Another cognitive value would derive, on the contrary, from the singularity of certain imaginary explorations which reveal the esthetico-symbolic potential of a number of layouts little-used, in fact, in the real history of cities. Art thus becomes a laboratory for exploring innovations and oneiric valorizations of architectural realities that have only rarely been pursued, but which might fulfil archaic needs and expectations. Thus, many of the rare or marginal, atypical arrangements that have seduced urban painters might alert us to urbanistic solutions with a strong surplus value, might perhaps revolutionize the art of living together in a city. The imaginary fascination for cities like Bruges or Venice, realized utopias of a sort, suggests, for example, just how much aquatic streets might create a sense of urban wellbeing by marrying stone and water, by substituting the boat for the automobile. Skirting a canal of houses or having a house give onto a canal would represent technical options, with strong technical and economic constraints, to be sure, yet productive of another "being-in-the-world" for the city-dweller. Likewise, the artistic frequency of buildings with copula and dome does not only indicate the weight of religious tradition, but might suggest that these rounded, all-embracing, literally vaulting forms establish a sense of the sublime in everyday life by incurving and softening forms which intersect with the underside of the high (a ceiling, roof). In familiar terms, the omnipresence of fountains and gardens recalls the extent to which urban architecture, due to its confinement within the artificial, cannot cut us off from our vital adherence to nature. For a long time art has thus anticipated, succored and legitimated the creation of planted spaces in the very heart of the city. The intertwining of the vegetal and the built gives rise to many of the compositional experiments in new cities, yet with these only rarely getting the better of the landscape meaning of gardens that artists have projected and valorized in their paintings.
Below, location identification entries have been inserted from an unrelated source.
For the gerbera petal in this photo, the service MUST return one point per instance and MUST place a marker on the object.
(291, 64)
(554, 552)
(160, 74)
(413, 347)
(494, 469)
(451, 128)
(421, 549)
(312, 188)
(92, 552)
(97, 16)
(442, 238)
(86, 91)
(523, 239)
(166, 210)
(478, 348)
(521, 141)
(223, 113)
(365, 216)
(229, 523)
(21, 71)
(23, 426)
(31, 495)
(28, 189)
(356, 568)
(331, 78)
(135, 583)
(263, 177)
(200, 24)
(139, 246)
Thus, far from being a merely fantastic exercise, the free exploration of partial or global images of cities may oblige us to enter into a new urban phenomenology and hermeneutic. The image enables us to break with actual givens, in fact, to resist would-be historical necessities, to transgress habits and norms. Far from being mimetic, the landscape image of the city enables us to enter a part-objective, part-subjective space in a relation of non-separation between subject and object, that's to say, between human beings and their urban environment. The first image is the one resulting from a phenomenology of "being-in-the-world" that seizes and concentrates the needs and desires of inhabiting, in the sense of deep-rootedness in an artificial world. Next, it answers to a hermeneutic approach that is conducive to taking the image - which is often unrealistic, absurd, even - metaphorically rather than literally. To really read and reread, to really see and re-see the fantastic image reveals another understanding to us of places, forms, spaces and volumes, which might enable us to regard our own art of living in the city differently. We might even see in this a sort of visionary science, less of ideal cities, too given over to drives and irrationalities, than of the ideal of a city; that is, of the most accomplished form possible from the human angle of what the space built to suit our topological needs might be. The imaginary thus performs a sort of return to the originary, the archaic, to those elementary needs of "being-in-the-world" and of inhabiting, which acts like a mental pabulum, a reserve set of possibilities for building or rebuilding, and finally as an aid to decision-making for all those responsible for our art of living in space. Cities are points of arrival, then, for technical projects, but also points of depart for the imaginary. The city, past or future, becomes a reception area for frustrations and dreams against a background of nostalgia for something irreversibly lost. The city, an object of contradictory drives towards lost origins and towards an inaccessible future horizon, indeed constitutes a transitional world between the real and the unreal.